The campsite is a real plus in a rural location, as it means no one is worrying about getting a taxi or train home, allowing everyone to enjoy its range of beers fresh at the source. The brewery doesn’t run a webshop, preferring to get people out to visit, where they can have the full experience. This includes the chance to chat with the staff about life on and around the farm, and hear local recommendations; it’s an experience that has developed slowly and organically. Ben says: “We would not want to create a big, noisy campsite, we want to keep it small and intimate. The taproom and the campsite complement each other quite well as they are.”

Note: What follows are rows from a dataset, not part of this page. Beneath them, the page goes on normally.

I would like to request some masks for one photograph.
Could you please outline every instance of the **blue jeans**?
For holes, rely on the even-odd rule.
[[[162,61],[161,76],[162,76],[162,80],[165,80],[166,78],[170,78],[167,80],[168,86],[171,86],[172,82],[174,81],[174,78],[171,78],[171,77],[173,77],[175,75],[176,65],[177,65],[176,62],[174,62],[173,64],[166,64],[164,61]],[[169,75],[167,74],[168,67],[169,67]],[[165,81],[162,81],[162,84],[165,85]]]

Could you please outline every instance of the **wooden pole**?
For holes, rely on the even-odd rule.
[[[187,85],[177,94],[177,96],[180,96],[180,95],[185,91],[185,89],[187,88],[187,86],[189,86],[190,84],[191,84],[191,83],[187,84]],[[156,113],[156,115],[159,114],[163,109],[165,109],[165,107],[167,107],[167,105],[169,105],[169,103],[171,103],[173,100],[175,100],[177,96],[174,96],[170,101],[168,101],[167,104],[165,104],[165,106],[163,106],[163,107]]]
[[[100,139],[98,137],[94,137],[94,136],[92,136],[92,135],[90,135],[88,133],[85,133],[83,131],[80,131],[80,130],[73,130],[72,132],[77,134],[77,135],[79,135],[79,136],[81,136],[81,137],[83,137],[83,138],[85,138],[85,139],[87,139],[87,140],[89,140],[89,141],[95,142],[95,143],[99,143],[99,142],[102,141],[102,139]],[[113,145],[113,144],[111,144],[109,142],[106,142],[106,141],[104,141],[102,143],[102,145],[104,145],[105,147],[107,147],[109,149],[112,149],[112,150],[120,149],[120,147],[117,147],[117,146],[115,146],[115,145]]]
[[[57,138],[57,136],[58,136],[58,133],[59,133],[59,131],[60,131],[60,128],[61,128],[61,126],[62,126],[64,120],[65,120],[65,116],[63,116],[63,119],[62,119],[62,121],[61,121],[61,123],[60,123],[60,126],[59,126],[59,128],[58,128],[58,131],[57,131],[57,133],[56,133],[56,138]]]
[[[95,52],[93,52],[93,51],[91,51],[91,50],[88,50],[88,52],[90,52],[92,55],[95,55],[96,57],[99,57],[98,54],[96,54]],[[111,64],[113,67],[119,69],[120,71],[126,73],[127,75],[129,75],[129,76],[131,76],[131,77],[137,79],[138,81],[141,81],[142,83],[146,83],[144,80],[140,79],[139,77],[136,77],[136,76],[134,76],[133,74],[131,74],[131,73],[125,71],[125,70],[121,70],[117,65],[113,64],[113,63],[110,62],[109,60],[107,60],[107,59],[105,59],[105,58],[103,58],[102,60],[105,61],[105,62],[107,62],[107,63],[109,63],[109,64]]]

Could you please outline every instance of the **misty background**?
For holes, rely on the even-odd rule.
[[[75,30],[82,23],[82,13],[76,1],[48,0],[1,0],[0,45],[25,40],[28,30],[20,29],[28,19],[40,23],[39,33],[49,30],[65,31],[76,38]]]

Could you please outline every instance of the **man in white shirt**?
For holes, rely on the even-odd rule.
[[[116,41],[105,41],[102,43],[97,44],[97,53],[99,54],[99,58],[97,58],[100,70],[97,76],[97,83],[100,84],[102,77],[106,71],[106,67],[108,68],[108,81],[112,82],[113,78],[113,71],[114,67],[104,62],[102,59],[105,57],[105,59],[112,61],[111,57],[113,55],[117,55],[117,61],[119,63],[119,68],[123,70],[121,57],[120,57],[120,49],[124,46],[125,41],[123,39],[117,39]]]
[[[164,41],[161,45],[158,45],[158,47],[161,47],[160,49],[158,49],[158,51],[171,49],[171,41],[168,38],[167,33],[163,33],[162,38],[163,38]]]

Little Earth Project also argues its beer is best enjoyed at the source, preferably by staying at the pub, in their holiday chalets or adjacent campsite. Dani says: “I always think if you go somewhere new, trying the local food and drink is something that makes the trip special, and you can’t get more local than on-site. If that beer was made with fruit and barley in the local hedgerows and fields it gives something even more special.
“We try to incorporate this ethos in our small food offering at the pub, as well. Really delicious local cheeses and charcuterie, and fruit and veg pickled in our own cider vinegar. It seems these days, people are really looking for experiences when they travel.”
This area of South Suffolk was also a hub for hop growing, with records showing there were hop plantations in many of its villages, peaking in the 1830s. Fruit trees and distinct varieties of apples grow well here too.
Dani says: “Next year we hope to have some brewery open days and even a sour beer festival. It has been very important over this first summer. We are blessed with a lot of outdoor space, so we had a really good summer as people were weary of being inside. We hope that people go home happy, share our story and the experience they had and that the guests continue to come for the years to come.”
You can also stay the night and experience Black Isle Brewery at the source. David Gladwin, director, says: “I wake up to a deafening dawn chorus; this spring the song thrushes were heart-stoppingly beautiful, and there were a colony of rare hawfinches who came to stay. It’s beautiful, peaceful, surrounded by wildlife."
Rather than just maximising return on every last inch of space, at the expense of the environment, these successful rural businesses give their customers an opportunity to relax and recharge their batteries somewhere beautiful. All three breweries are looking at growing their escape offerings, but intend to do so slowly, organically and naturally. Fingers crossed the seeds sown from the pandemic – shopping small and supporting local and independent – continue to bloom in 2023 and beyond, so breweries like these can offer us the city escapes we need when weary and their passionate businesses thrive.